The fast-paced frenzy of a low-tech Supreme Court

By Nick Judd

Journalists covering the Supreme Court's health care decision on Thursday are gearing up for the fast-paced nature of a low-tech court.

With a ban on cameras in the courtroom and a prohibition against cellphone use in the room where opinions are handed out, journalists will be scrambling to relay the verdict in a timely fashion—and that's before they get a chance to parse what the ruling really says. Cameras in the courtroom could disrupt the court's proceedings or even change the behavior of justices and lawyers alike, some critics point out.

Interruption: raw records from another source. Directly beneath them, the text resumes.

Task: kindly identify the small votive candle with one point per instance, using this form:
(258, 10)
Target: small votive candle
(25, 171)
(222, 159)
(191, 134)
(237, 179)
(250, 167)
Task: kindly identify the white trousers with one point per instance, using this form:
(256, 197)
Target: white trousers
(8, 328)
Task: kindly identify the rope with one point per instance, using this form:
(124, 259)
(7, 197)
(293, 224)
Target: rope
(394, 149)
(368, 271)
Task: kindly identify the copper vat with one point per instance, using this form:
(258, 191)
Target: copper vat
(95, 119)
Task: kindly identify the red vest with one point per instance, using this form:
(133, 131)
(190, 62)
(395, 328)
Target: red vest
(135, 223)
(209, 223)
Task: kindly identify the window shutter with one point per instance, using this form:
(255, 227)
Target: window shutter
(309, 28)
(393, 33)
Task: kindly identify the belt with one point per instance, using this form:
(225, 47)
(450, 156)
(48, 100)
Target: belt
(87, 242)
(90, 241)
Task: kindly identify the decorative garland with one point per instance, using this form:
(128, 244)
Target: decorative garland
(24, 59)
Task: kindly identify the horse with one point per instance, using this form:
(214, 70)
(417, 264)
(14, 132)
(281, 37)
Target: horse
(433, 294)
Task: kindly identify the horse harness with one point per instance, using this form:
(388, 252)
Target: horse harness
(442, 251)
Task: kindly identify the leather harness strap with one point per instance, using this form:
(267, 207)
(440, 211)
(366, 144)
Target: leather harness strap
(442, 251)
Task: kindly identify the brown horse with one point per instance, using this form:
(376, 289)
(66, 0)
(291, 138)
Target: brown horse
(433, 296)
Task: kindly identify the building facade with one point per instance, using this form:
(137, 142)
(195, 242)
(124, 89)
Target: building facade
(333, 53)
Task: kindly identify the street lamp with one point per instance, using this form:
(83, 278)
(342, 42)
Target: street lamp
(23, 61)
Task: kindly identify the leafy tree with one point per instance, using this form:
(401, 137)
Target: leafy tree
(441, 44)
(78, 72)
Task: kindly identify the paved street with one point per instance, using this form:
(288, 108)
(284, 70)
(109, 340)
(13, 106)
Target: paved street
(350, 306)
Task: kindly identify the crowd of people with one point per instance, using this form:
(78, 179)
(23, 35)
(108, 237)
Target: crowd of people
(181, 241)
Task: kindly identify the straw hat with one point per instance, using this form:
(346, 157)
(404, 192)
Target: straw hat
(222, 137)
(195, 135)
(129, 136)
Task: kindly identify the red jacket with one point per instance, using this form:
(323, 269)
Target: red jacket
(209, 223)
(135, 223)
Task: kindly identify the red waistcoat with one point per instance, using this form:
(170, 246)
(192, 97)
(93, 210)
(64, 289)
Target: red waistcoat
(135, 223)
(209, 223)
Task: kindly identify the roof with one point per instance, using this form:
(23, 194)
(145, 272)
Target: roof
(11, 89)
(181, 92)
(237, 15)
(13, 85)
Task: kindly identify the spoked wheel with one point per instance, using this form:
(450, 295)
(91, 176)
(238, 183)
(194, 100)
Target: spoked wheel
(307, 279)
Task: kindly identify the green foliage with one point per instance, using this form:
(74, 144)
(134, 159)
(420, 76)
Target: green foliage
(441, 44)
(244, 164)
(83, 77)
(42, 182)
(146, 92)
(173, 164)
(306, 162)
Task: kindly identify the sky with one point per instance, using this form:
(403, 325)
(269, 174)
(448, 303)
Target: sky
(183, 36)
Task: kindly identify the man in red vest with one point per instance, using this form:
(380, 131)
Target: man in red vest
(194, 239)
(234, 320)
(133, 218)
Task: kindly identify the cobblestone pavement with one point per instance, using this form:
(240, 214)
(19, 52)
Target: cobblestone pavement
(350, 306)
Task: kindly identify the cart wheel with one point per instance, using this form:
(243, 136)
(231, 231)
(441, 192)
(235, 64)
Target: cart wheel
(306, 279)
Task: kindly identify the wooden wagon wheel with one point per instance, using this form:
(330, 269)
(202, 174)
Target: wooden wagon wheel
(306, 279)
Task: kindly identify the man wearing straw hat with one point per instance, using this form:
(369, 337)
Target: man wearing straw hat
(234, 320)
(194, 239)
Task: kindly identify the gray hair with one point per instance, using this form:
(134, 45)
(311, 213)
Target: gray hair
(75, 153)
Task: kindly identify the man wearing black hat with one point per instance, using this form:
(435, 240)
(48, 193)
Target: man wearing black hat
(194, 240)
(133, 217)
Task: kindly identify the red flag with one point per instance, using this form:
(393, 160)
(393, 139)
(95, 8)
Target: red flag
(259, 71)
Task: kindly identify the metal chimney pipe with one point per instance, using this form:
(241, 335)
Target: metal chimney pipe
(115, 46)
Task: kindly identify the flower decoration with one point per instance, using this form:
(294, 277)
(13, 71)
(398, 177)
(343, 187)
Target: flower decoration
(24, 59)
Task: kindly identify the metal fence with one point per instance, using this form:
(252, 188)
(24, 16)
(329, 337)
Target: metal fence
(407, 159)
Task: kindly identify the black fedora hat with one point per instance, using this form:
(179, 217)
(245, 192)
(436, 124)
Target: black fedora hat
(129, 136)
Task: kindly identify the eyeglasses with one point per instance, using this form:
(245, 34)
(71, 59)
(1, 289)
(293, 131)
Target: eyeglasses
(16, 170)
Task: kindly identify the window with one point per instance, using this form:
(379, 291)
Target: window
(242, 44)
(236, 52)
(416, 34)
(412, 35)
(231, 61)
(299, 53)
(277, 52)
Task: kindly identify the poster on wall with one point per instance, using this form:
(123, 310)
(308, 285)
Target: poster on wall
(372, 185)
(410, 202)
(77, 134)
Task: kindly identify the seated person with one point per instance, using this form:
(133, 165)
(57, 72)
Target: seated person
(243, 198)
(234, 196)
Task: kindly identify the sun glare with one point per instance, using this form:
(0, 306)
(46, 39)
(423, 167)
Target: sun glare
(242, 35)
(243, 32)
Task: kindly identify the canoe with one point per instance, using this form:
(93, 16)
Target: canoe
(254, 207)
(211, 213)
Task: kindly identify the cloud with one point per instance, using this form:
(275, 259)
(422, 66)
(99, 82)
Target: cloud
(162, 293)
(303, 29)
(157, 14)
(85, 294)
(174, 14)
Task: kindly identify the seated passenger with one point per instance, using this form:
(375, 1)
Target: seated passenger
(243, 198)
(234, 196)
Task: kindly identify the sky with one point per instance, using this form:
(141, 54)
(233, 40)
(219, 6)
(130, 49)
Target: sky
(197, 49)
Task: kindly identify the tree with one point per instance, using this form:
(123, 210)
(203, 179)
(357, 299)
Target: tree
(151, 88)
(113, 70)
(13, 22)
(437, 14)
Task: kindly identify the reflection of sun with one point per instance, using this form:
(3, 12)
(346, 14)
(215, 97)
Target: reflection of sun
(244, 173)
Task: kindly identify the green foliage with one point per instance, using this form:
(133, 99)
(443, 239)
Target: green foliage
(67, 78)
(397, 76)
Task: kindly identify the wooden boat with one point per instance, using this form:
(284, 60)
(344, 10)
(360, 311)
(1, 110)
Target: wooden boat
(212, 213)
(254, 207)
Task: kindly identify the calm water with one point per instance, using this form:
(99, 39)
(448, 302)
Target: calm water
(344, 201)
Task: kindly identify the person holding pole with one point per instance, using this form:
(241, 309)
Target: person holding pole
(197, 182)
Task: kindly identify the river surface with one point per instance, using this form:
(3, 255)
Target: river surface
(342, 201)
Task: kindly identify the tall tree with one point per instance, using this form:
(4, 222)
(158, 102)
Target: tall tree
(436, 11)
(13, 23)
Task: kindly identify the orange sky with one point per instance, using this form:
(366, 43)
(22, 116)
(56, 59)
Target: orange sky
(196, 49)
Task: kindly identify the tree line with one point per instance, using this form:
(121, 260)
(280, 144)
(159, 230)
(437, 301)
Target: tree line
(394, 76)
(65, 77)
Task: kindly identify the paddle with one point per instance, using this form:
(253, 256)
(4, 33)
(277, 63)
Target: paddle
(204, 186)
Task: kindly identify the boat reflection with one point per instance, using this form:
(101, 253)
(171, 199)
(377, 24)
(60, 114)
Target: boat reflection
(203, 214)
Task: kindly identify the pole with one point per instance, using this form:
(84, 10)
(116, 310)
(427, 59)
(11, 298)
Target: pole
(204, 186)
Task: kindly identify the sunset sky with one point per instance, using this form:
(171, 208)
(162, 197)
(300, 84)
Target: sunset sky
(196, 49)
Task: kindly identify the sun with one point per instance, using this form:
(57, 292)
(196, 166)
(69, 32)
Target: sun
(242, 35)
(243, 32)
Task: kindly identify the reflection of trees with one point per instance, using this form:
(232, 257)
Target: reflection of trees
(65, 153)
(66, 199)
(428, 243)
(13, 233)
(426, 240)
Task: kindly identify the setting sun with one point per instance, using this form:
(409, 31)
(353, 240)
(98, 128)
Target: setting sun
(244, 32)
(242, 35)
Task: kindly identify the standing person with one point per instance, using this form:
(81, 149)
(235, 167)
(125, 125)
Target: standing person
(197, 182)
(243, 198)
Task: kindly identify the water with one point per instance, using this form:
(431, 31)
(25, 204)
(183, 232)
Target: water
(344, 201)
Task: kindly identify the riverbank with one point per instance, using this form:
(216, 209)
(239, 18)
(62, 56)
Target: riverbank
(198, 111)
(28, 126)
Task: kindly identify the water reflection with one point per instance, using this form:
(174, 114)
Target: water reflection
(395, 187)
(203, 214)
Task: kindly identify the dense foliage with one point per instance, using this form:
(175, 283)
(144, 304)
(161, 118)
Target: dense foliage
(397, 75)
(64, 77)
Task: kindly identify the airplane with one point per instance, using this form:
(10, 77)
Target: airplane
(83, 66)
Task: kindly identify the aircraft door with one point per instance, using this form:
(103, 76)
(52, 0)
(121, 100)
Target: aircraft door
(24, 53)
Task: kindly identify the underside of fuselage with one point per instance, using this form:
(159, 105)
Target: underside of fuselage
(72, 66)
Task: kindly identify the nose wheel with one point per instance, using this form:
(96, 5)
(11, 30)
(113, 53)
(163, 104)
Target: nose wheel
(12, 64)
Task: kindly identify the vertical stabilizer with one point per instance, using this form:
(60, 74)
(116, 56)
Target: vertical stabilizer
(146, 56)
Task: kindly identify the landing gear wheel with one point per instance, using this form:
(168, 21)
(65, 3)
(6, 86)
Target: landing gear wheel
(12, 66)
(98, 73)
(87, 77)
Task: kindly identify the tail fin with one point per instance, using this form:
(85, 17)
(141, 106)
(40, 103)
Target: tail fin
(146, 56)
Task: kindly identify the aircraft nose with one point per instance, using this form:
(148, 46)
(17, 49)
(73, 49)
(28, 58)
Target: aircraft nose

Lyle Denniston, the veteran court reporter from SCOTUSblog, will be the person that many will turn to for the first analysis of the decision. The 81-year-old has become somewhat of a courthouse celebrity in the days leading up to this history-making opinion. But before he can even dial up his colleagues with the news, he'll have to dash to his desk in the press room, he tells Yahoo News. Once he gets in touch with them, they will in turn pass his reporting along to the outside world.

Sure, the oral arguments aren't available immediately, but written opinions go up online right away and a recording of the court proceedings will arrive within a few days. Still, the ban on news flowing straight from the courtroom to the people gives an old-school feel to the reporting, heightening the drama.

In the 54 years he's been covering the Supreme Court, Denniston hasn't changed his methods much either, kind of like the court itself. (He still maintains an email address.)

"I still cover the Court largely as I always have, doing a lot of research and reading, trying to follow all of the cases granted as well as those coming up from lower courts," he said in an email, "but technology has made keeping up vastly easier (and much less expensive). I do depend entirely on digital communication now; like so many others, I could not function at the level I want without the technology of the computer and access to the Net."

But as everyone else adjusts to the always-on nature of 21st-century life, patience is wearing thin for those in need of oral arguments right away.

"The only things that don't come out in real-time are the oral arguments, of which one gets audio recordings and transcripts delayed by several hours," Laurence Tribe, a professor at Harvard Law School who has argued more than 30 cases before the Supreme Court, wrote in an email. "I see no point at all in not letting the world hear the arguments at the very time they are presented and [there's] no way to justify the current practice of imposing even a relatively brief delay."

Tribe may be an influential voice—President Barack Obama and Roberts are former students—but the chief justice, who holds his position for life, has given no indication that he'll change the ban on cameras in the courtroom. In the meantime, reporters like Denniston—even with the help of new tools like Skype and outlets with names like "SCOTUSblog"—will stick to phones and shoe leather to break news from the court.

Nick Judd is managing editor for TechPresident. This is part of a series of dispatches for Yahoo News about how campaigns are using technology in the 2012 election.